If creepy crawlies make you uncomfortable, be glad you weren't living in the Carboniferous period (around 100 million years before the dinosaurs arrived) in what is now Northumberland in the UK.
Scientists have made an astonishing discovery along this part of the coast of northeast England: a 326 million-year-old fossil, showing traces of the largest millipede ever discovered. It's estimated to have been some 2.7 meters (nearly 9 feet) long – so we're talking about the length of a car.
The remains are from the now-extinct Arthropleura genus of arthropod millipedes, and elevate this class of creature to be the largest-known invertebrate of all time. The discovery, originally made in 2018, was a chance one however.
"It was a complete fluke of a discovery," says Earth scientist Neil Davies, from the University of Cambridge in the UK. "The way the boulder had fallen, it had cracked open and perfectly exposed the fossil, which one of our former PhD students happened to spot when walking by."
"It was an incredibly exciting find, but the fossil is so large it took four of us to carry it up the cliff face."
The recovered section of fossil measures 75 centimeters (nearly 30 inches), though the actual millipede would have been much bigger. The team estimates it could have weighed around 50 kilograms (110 pounds).
As well as being a record breaker, the fossil is teaching experts more about ancient millipedes. In the Carboniferous Period, the UK would have been close to the equator, matching previous Arthropleura findings. However, the type of location – an open woodland habitat near the coast – is different.
The only two previous Arthropleura fossils of this type discovered to date were found in Germany and were smaller in size. These earlier findings also suggested the invertebrates tended to live around coal swamps – extensive areas of vast amounts of biomass that built-up as peat as it died, eventually turning into coal.
It is generally accepted that arthropods (the group that includes insects and millipedes) today can't physically get this big, as oxygen levels aren't high enough to facilitate their method of breathing at larger sizes.
However, this fossil dates from before the atmospheric oxygen peak of the late Carboniferous and Permian periods, when the concentration of oxygen in the atmosphere was only 23 percent, not much higher than today's 21 percent. This indicates a rise in oxygen can't be the only factor that allows arthropods to reach such incredible sizes.
The researchers attribute Arthropleura's size to a diet high in nutrients and lack of predators.
"While we can't know for sure what they ate, there were plenty of nutritious nuts and seeds available in the leaf litter at the time, and they may even have been predators that fed off other invertebrates and even small vertebrates such as amphibians," says Davies.

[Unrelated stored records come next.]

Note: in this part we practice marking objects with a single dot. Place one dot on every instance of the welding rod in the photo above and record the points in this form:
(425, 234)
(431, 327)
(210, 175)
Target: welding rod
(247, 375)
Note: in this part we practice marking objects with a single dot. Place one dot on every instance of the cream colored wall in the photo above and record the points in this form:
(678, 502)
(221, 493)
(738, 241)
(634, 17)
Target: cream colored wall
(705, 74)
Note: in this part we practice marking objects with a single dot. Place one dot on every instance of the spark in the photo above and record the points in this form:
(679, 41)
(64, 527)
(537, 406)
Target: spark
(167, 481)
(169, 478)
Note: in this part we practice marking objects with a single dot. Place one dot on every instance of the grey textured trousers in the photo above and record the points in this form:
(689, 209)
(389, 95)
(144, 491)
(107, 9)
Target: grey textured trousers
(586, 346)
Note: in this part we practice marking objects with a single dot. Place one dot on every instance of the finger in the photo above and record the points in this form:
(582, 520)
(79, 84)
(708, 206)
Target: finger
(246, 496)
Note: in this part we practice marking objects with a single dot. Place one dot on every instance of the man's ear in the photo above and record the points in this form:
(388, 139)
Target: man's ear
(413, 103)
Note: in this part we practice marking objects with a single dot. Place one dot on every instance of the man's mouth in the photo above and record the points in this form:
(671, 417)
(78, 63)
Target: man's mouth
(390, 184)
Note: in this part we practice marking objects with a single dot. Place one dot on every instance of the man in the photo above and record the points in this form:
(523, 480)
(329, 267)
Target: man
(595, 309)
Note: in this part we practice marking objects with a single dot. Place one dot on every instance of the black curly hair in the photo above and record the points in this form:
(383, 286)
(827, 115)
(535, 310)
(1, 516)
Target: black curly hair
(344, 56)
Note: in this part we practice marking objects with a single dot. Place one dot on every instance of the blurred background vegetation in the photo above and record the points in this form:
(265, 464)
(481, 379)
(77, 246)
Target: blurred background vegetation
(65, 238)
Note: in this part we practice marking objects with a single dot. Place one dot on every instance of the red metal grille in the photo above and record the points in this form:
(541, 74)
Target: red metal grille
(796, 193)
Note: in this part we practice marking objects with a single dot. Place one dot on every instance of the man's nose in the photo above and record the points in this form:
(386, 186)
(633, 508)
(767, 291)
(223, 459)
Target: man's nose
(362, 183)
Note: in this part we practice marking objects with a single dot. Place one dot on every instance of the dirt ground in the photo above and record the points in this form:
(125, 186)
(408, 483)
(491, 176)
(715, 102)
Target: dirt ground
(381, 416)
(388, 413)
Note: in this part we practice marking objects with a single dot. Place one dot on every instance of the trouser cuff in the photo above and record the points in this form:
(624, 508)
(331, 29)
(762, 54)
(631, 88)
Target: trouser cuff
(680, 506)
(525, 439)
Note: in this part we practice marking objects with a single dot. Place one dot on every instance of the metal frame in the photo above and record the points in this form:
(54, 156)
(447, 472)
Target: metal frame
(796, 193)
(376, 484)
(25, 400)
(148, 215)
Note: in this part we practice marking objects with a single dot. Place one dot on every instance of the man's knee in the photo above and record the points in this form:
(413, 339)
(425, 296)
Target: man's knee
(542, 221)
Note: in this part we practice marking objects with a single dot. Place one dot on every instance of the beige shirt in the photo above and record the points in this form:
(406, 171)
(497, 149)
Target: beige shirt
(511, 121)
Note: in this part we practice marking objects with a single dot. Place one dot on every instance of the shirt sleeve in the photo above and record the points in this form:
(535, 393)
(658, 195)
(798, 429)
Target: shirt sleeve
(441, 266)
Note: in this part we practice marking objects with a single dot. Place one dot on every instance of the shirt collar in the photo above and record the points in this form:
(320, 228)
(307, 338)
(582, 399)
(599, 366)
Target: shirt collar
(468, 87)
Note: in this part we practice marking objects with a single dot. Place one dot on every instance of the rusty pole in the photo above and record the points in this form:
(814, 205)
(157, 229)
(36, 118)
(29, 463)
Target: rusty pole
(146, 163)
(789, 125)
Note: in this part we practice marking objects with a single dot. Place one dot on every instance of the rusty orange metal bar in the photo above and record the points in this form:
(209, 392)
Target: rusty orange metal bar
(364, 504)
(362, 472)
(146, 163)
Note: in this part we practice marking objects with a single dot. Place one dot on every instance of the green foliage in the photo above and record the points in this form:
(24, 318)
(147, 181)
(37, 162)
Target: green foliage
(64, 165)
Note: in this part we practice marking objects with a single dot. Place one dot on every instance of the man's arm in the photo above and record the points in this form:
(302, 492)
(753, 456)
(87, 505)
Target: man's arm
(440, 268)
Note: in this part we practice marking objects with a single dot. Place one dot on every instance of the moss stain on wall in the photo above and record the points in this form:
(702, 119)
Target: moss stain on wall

Arthropleura animals lived around the equator for approximately 45 million years, going extinct during the Permian (299-252 million years ago). The reason for that extinction isn't clear – it may have in part been due to the rise in reptiles who eventually outcompeted them – but we're kind of glad they're not still crawling around the place.
The fossil was discovered in sandstone fallen from a cliff, and would have originally been in a river channel. It represents what's likely to be a molted section of Arthropleura exoskeleton, which was eventually filled with sand that then preserved it.
As the paucity of giant Arthropleura fossils shows, this kind of preservation is very rare – and every new discovery can teach us a lot more about how these ancient creatures lived and evolved.
"Finding these giant millipede fossils is rare, because once they died, their bodies tend to disarticulate, so it's likely that the fossil is a molted carapace that the animal shed as it grew," says Davies.
"We have not yet found a fossilized head, so it's difficult to know everything about them."
The research has been published in the Journal of the Geological Society.